If Jesse Finely Reed's C-prints are less overtly erotic, it is only at the expense of stock gay imagery, like when he sheds light on dark nightclub interiors or portrays bars of soap as horribly grungy--the very opposite of how these sacred icons are normally perceived. The Merchandise (2005-06) series shows headless, hyper-sexualized models with airbrushed pecs and other marks of masculine pulchritude. The result is uncanny versions of the sort of images commonly traded on craigslist.com and other gay chat rooms. In his ongoing photographic series, If You're Lonely ... (not included in this show), Reed photographs men he met online, though rendered as backlit, vaguely threatening silhouettes of sexual promise. Moving on to more hallowed ground is The Cock: Bathroom View #1 and View #2, New York, NY, 2002 (2002), two inkjet prints of seedy bathroom cruising areas plunged into dazzling daylight. In it, Reed goes straight to the heart of the classical meet-and-greet of gay secrecy and anonymity.
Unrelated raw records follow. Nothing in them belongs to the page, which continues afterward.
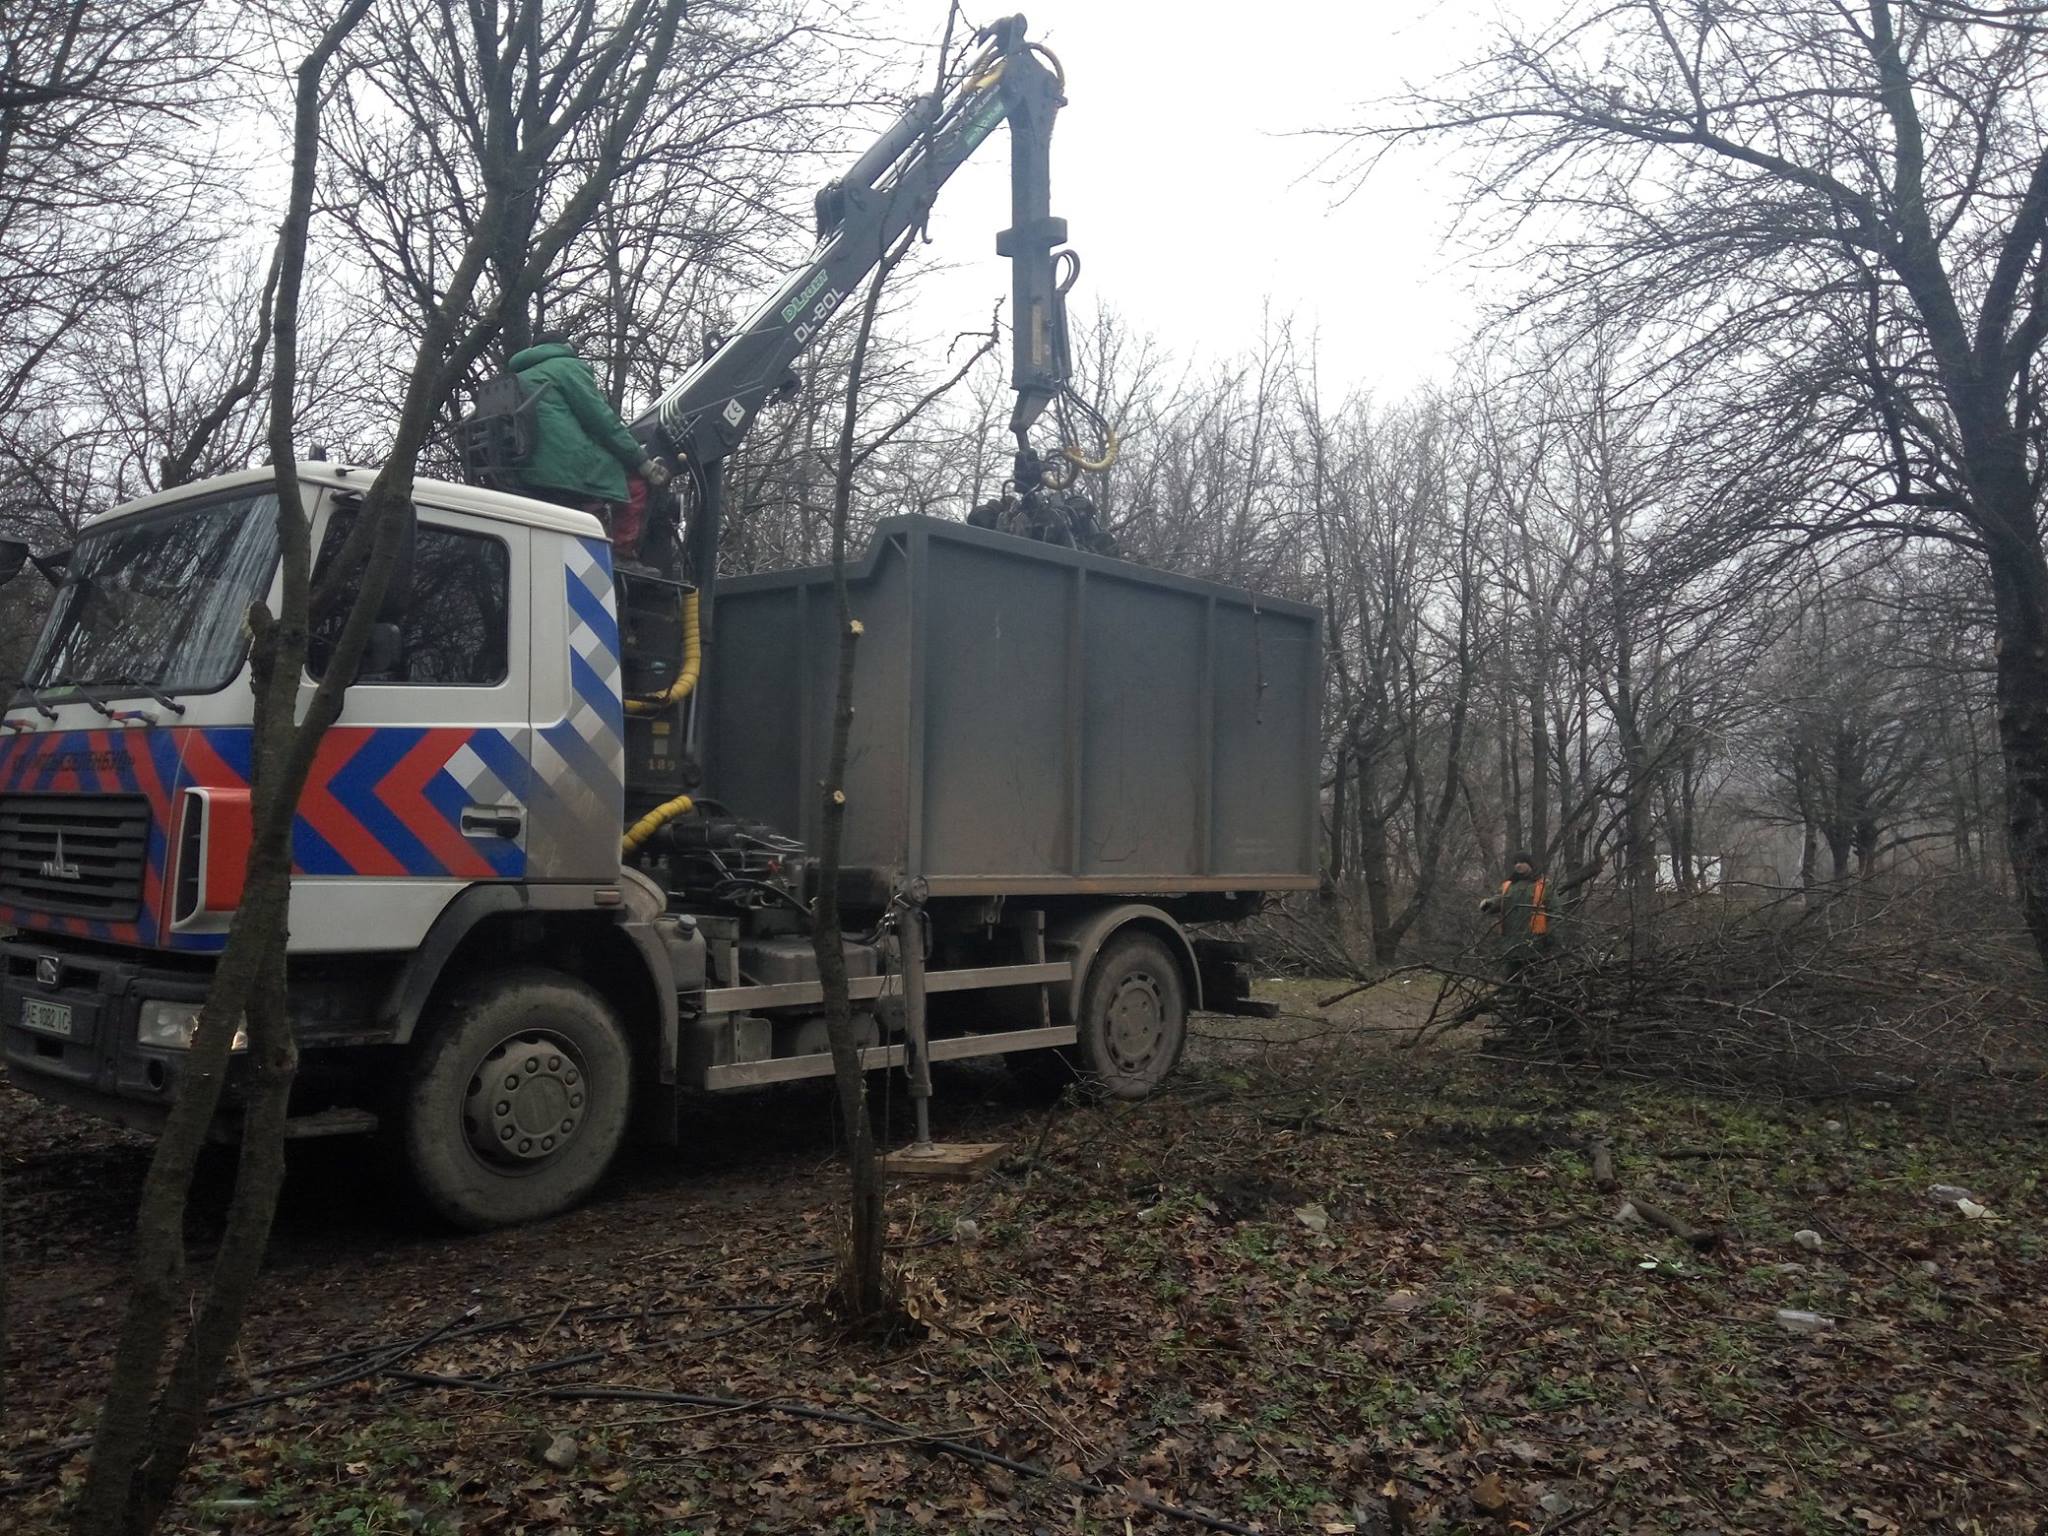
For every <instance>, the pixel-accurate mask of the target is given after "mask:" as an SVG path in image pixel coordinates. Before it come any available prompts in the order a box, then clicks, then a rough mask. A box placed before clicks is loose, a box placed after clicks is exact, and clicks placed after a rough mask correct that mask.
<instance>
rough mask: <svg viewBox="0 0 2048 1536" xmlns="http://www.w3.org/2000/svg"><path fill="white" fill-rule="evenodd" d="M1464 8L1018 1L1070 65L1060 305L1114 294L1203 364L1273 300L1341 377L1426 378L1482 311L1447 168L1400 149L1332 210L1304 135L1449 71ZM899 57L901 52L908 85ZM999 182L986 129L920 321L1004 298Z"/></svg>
mask: <svg viewBox="0 0 2048 1536" xmlns="http://www.w3.org/2000/svg"><path fill="white" fill-rule="evenodd" d="M981 12H983V8H977V10H975V18H977V20H987V14H997V12H993V10H991V12H987V14H981ZM1475 12H1477V6H1475V4H1473V2H1470V0H1450V2H1448V4H1427V2H1423V4H1395V6H1386V4H1372V0H1364V2H1362V4H1360V2H1350V4H1348V2H1343V0H1255V2H1253V4H1229V6H1225V4H1212V2H1206V0H1030V8H1028V10H1026V14H1028V16H1030V35H1032V37H1036V39H1040V41H1044V43H1047V45H1049V47H1051V49H1053V51H1055V53H1059V59H1061V63H1063V66H1065V70H1067V102H1069V104H1067V109H1065V111H1063V113H1061V115H1059V127H1057V131H1055V141H1053V211H1055V213H1059V215H1061V217H1065V219H1067V225H1069V244H1071V246H1073V248H1075V250H1077V252H1079V254H1081V283H1079V287H1077V289H1075V297H1073V301H1075V305H1077V307H1081V309H1085V307H1087V305H1090V303H1094V301H1102V303H1108V305H1112V307H1114V309H1118V311H1120V313H1124V315H1126V317H1128V319H1130V322H1133V324H1135V326H1137V330H1141V332H1149V334H1153V336H1155V338H1157V340H1159V342H1161V346H1165V348H1169V350H1171V352H1176V354H1202V356H1221V354H1231V352H1239V350H1245V348H1249V346H1253V344H1255V342H1257V336H1260V326H1262V313H1264V311H1266V309H1268V305H1270V309H1272V313H1274V315H1276V317H1280V315H1292V317H1294V332H1296V338H1307V336H1309V334H1311V332H1313V334H1315V336H1317V338H1319V348H1321V360H1323V375H1325V379H1327V381H1329V383H1331V385H1335V387H1337V389H1341V387H1350V385H1368V387H1376V389H1401V387H1405V385H1409V383H1413V381H1417V379H1423V377H1442V375H1444V373H1446V369H1448V360H1450V352H1452V350H1454V348H1456V346H1458V344H1460V342H1462V340H1464V338H1466V334H1468V332H1470V328H1473V319H1475V313H1477V301H1475V289H1473V285H1475V272H1473V270H1470V268H1468V266H1464V264H1462V262H1460V260H1458V252H1454V250H1446V248H1444V244H1442V236H1444V227H1446V219H1448V213H1450V203H1452V197H1454V190H1456V188H1454V182H1452V178H1450V176H1448V172H1446V170H1444V168H1440V166H1438V164H1436V162H1434V158H1432V156H1427V154H1421V152H1413V154H1405V156H1401V158H1397V160H1395V162H1393V164H1382V166H1380V170H1376V172H1374V176H1372V180H1370V182H1366V186H1364V188H1362V190H1358V193H1356V195H1352V197H1350V199H1348V201H1339V193H1337V190H1335V188H1331V186H1329V184H1325V180H1323V178H1321V176H1319V174H1317V162H1319V160H1321V158H1323V156H1325V154H1327V152H1329V141H1327V139H1311V137H1298V135H1300V133H1303V131H1313V129H1319V127H1329V125H1339V123H1346V121H1356V117H1358V106H1360V104H1362V102H1368V100H1372V98H1376V96H1386V94H1393V92H1397V90H1399V88H1401V86H1403V84H1405V82H1425V80H1430V78H1434V76H1436V74H1440V72H1442V70H1446V68H1448V66H1450V63H1454V61H1456V59H1458V57H1462V55H1464V53H1468V51H1470V47H1473V43H1475V39H1477V37H1479V31H1477V27H1475V23H1473V20H1470V18H1473V14H1475ZM881 14H883V16H885V18H889V25H893V27H897V29H899V31H901V35H903V37H905V39H930V41H932V43H936V37H938V29H940V25H942V20H944V4H942V0H881ZM926 57H930V49H926ZM907 61H909V49H907V47H905V80H909V70H907ZM928 80H930V72H928V70H926V74H924V88H928ZM1008 176H1010V164H1008V154H1006V145H1004V143H997V141H991V143H989V145H987V150H983V152H981V154H979V156H977V158H975V160H973V162H971V164H969V166H967V168H963V170H961V174H958V176H954V180H952V182H950V184H948V186H946V190H944V193H942V195H940V199H938V207H936V211H934V217H932V238H934V242H936V250H934V256H940V254H942V256H944V258H946V260H948V262H954V266H952V270H948V272H944V274H942V276H938V279H936V281H934V287H932V289H928V293H930V299H928V301H924V299H922V301H920V305H918V315H915V319H918V330H922V332H924V334H950V332H952V330H961V328H971V326H975V324H977V322H983V324H985V315H987V307H989V301H991V299H993V297H995V295H1008V291H1010V287H1008V283H1010V279H1008V262H1004V260H1001V258H999V256H995V231H997V229H1001V227H1006V225H1008V221H1010V219H1008V213H1010V207H1008V199H1010V182H1008Z"/></svg>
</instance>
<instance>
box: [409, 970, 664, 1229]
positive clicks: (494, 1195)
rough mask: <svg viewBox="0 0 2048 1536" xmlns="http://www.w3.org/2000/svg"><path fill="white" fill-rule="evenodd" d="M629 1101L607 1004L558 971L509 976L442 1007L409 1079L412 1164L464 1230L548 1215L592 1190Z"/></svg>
mask: <svg viewBox="0 0 2048 1536" xmlns="http://www.w3.org/2000/svg"><path fill="white" fill-rule="evenodd" d="M631 1102H633V1053H631V1051H629V1047H627V1038H625V1032H623V1030H621V1028H618V1020H616V1018H614V1016H612V1010H610V1006H606V1001H604V999H602V997H600V995H598V993H596V991H592V989H590V987H588V985H584V983H582V981H578V979H573V977H565V975H561V973H557V971H541V969H516V971H506V973H502V975H496V977H487V979H479V981H471V983H465V985H463V987H459V989H457V991H455V993H453V995H451V997H449V999H446V1001H444V1004H440V1006H438V1008H436V1010H434V1020H432V1024H430V1026H428V1032H426V1038H424V1040H422V1044H420V1047H418V1055H416V1057H414V1067H412V1077H410V1081H408V1085H406V1116H403V1151H406V1165H408V1167H410V1171H412V1180H414V1184H416V1186H418V1190H420V1196H422V1198H424V1200H426V1204H428V1208H432V1210H434V1214H438V1217H440V1219H444V1221H449V1223H453V1225H455V1227H463V1229H467V1231H483V1229H487V1227H514V1225H518V1223H524V1221H539V1219H543V1217H553V1214H555V1212H559V1210H567V1208H569V1206H573V1204H575V1202H578V1200H582V1198H584V1196H588V1194H590V1190H592V1188H596V1184H598V1180H600V1178H602V1176H604V1169H606V1167H608V1165H610V1161H612V1155H614V1153H616V1151H618V1145H621V1143H623V1141H625V1133H627V1112H629V1106H631Z"/></svg>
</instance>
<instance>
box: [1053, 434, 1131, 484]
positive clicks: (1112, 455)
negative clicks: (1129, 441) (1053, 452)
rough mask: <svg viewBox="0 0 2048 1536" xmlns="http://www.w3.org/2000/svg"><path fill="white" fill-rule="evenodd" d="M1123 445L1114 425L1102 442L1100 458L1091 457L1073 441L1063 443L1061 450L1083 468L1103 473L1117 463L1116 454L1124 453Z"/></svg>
mask: <svg viewBox="0 0 2048 1536" xmlns="http://www.w3.org/2000/svg"><path fill="white" fill-rule="evenodd" d="M1122 446H1124V444H1122V442H1120V440H1118V436H1116V428H1114V426H1112V428H1110V432H1108V436H1106V438H1104V442H1102V457H1098V459H1090V457H1087V451H1085V449H1077V446H1073V444H1071V442H1065V444H1061V449H1059V451H1061V453H1063V455H1067V459H1071V461H1073V463H1075V465H1079V467H1081V469H1087V471H1094V473H1102V471H1104V469H1108V467H1110V465H1114V463H1116V455H1118V453H1122Z"/></svg>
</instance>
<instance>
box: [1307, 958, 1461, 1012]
mask: <svg viewBox="0 0 2048 1536" xmlns="http://www.w3.org/2000/svg"><path fill="white" fill-rule="evenodd" d="M1415 971H1436V967H1434V965H1397V967H1395V969H1393V971H1380V973H1378V975H1376V977H1366V979H1364V981H1360V983H1358V985H1352V987H1346V989H1343V991H1333V993H1329V997H1317V999H1315V1006H1317V1008H1333V1006H1337V1004H1341V1001H1343V999H1346V997H1356V995H1358V993H1362V991H1372V989H1374V987H1376V985H1380V983H1382V981H1393V979H1395V977H1405V975H1413V973H1415Z"/></svg>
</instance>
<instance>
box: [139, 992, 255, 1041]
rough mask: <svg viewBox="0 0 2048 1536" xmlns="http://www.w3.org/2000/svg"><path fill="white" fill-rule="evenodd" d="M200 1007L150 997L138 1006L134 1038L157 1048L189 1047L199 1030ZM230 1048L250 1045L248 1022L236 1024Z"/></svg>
mask: <svg viewBox="0 0 2048 1536" xmlns="http://www.w3.org/2000/svg"><path fill="white" fill-rule="evenodd" d="M199 1008H201V1004H174V1001H168V999H164V997H152V999H150V1001H145V1004H143V1006H141V1014H139V1016H137V1020H135V1042H137V1044H154V1047H156V1049H160V1051H190V1049H193V1034H197V1032H199ZM229 1049H231V1051H248V1049H250V1028H248V1022H242V1024H238V1026H236V1038H233V1042H231V1044H229Z"/></svg>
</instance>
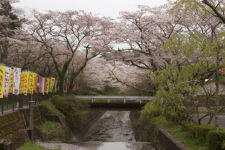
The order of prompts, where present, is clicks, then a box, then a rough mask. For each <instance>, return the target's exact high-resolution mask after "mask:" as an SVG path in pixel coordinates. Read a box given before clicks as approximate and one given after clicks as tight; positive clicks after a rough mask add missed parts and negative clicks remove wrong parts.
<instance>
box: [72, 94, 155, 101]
mask: <svg viewBox="0 0 225 150" xmlns="http://www.w3.org/2000/svg"><path fill="white" fill-rule="evenodd" d="M75 97H77V98H81V99H86V100H91V102H92V103H94V102H95V100H103V99H104V100H107V102H108V103H110V101H111V100H115V101H116V100H120V101H121V100H123V102H124V103H126V101H134V100H135V101H139V102H140V103H142V101H143V100H144V101H151V100H152V99H153V98H154V96H86V95H76V96H75Z"/></svg>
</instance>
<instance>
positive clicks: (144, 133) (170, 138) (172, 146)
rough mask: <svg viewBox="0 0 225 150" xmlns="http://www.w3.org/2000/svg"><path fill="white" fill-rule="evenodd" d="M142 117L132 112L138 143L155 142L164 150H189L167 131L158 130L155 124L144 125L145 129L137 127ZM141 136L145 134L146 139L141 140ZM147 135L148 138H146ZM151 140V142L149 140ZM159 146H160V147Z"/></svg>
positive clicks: (153, 142)
mask: <svg viewBox="0 0 225 150" xmlns="http://www.w3.org/2000/svg"><path fill="white" fill-rule="evenodd" d="M139 117H140V115H139V113H138V112H135V111H134V112H131V114H130V120H131V123H132V127H133V131H134V135H135V138H136V137H137V139H136V140H137V141H139V140H141V141H145V142H153V143H154V144H155V145H157V146H158V147H161V149H163V150H188V148H186V147H184V146H183V145H182V144H181V143H180V142H179V141H177V140H176V139H175V138H174V137H173V136H171V135H170V134H169V133H168V132H166V131H165V130H163V129H161V128H158V127H157V126H156V125H153V124H147V125H146V124H144V126H143V127H140V126H138V127H137V126H135V122H137V121H138V119H139ZM139 134H141V135H142V134H143V135H144V134H145V137H144V138H147V141H146V139H143V138H142V139H141V138H140V136H139ZM146 134H147V136H146ZM149 139H150V140H149ZM158 144H159V145H158Z"/></svg>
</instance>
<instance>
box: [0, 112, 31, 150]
mask: <svg viewBox="0 0 225 150" xmlns="http://www.w3.org/2000/svg"><path fill="white" fill-rule="evenodd" d="M0 139H1V143H5V142H6V141H7V142H9V143H11V144H12V146H11V148H12V150H16V149H17V148H19V147H21V146H22V145H24V144H25V143H26V142H29V141H30V140H29V137H28V134H27V131H26V126H25V124H24V119H23V117H22V115H21V112H20V111H16V112H12V113H9V114H5V115H2V116H0ZM4 149H5V148H4Z"/></svg>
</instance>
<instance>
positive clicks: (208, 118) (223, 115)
mask: <svg viewBox="0 0 225 150" xmlns="http://www.w3.org/2000/svg"><path fill="white" fill-rule="evenodd" d="M204 115H205V114H199V117H202V116H204ZM193 117H194V120H195V121H197V115H194V116H193ZM208 120H209V116H207V117H205V118H204V119H202V121H201V123H204V124H207V123H208ZM218 120H219V126H220V127H223V128H225V114H223V115H219V116H218ZM211 125H215V117H213V119H212V121H211Z"/></svg>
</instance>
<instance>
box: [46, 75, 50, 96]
mask: <svg viewBox="0 0 225 150" xmlns="http://www.w3.org/2000/svg"><path fill="white" fill-rule="evenodd" d="M49 83H50V79H49V78H45V93H46V94H48V92H49Z"/></svg>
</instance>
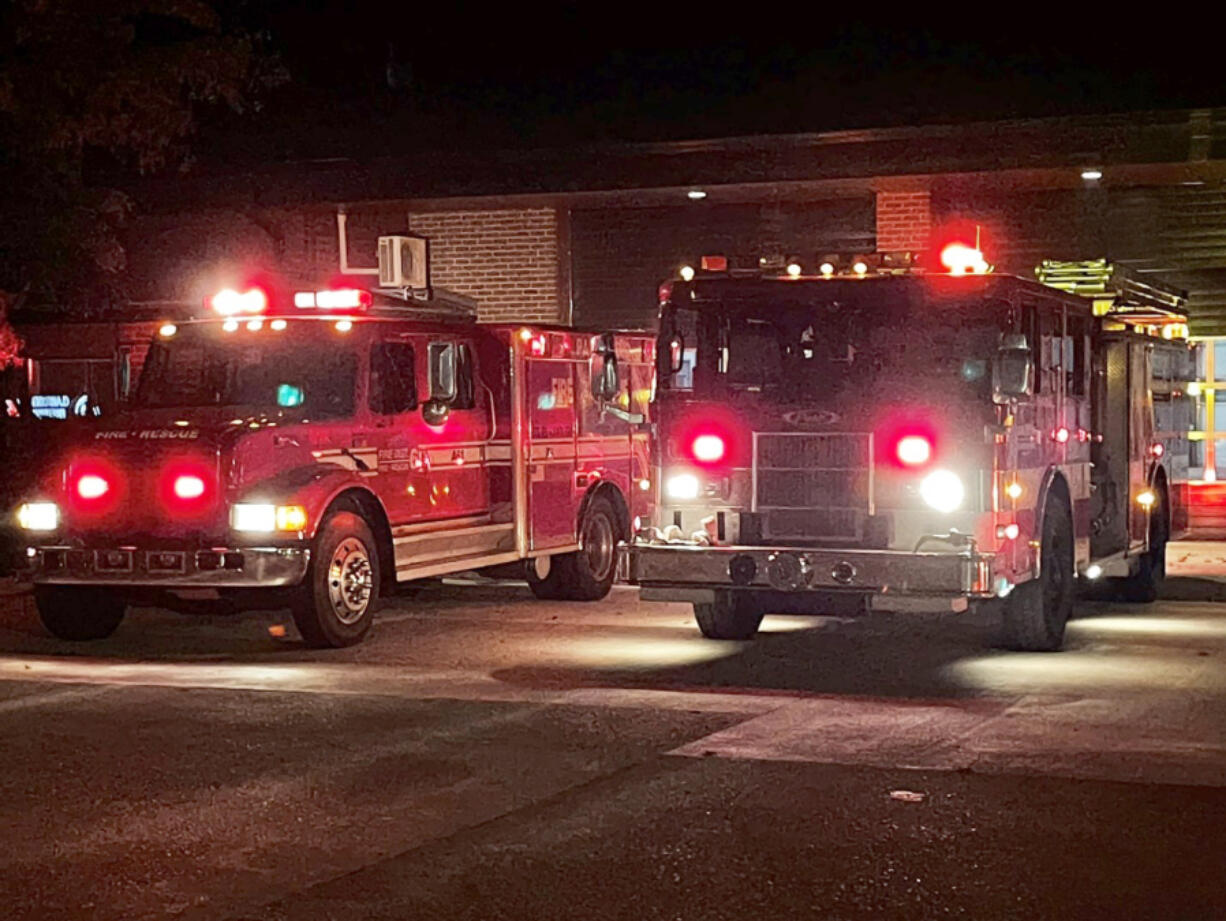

Part of this new, mostly younger gay sensibility revolves around a reported lack of intimacy even in the most technologically advanced networks. Ian O'Phelan's Portrait (2008), a graphite and mixed-media drawing on canvas, offers a ghostly phantasm of a lost or missed virtual connection. Conjured from the well of online mystique, the tactile layers of dripping white paint engulf the sketchy outline of evanescent availability. The rest of the work in "After Everything," however, takes a more sanguine approach to these rapidly growing rifts in community solidarity. Sean M. Johnson shows groups of bears and cubs at mischievous play in donut eating and pinata contests, or at a slumber party, making it entirely unnecessary for Goldilocks to make an appearance. Steed Taylor paints roads with highgloss latex tattoo designs, which, just as bodies vanish beneath the signs of tribal initiation, appear and disappear under the lights of passing cars. Joseph Heidecker uses found figurative images and discarded materials to highlight the constructed nature or "mask" of gay selfdom, what he calls "the revealing and concealing nature in people." Darren Lee Miller does much the same, mainly by photographing contrived tableaux of half-remembered scenes--like jails, fire stations, and communal showers--where sexuality and power inevitably collide and collude.

Clarke Jackson's EXTREME_ankleGYM (2004) inkjet series portraying an imaginary gym in which .various voyeuristic scenes are enacted, is a hilarious poke in Matthew Barney's eye. Based on an actual encounter in a health club where Jackson saw an older pear-shaped guy inexplicably exercising his ankles alone, obviously concealing a camera in his fanny pack. Jackson proceeds to fill in the picture for us, revealing the equipment and gym bunnies in all their voyeuristic glory. He poses the question that if the webcam phenomenon is now the universal order of the day, what else are we engaging in but a communal blindness to our unusually broad consumer base.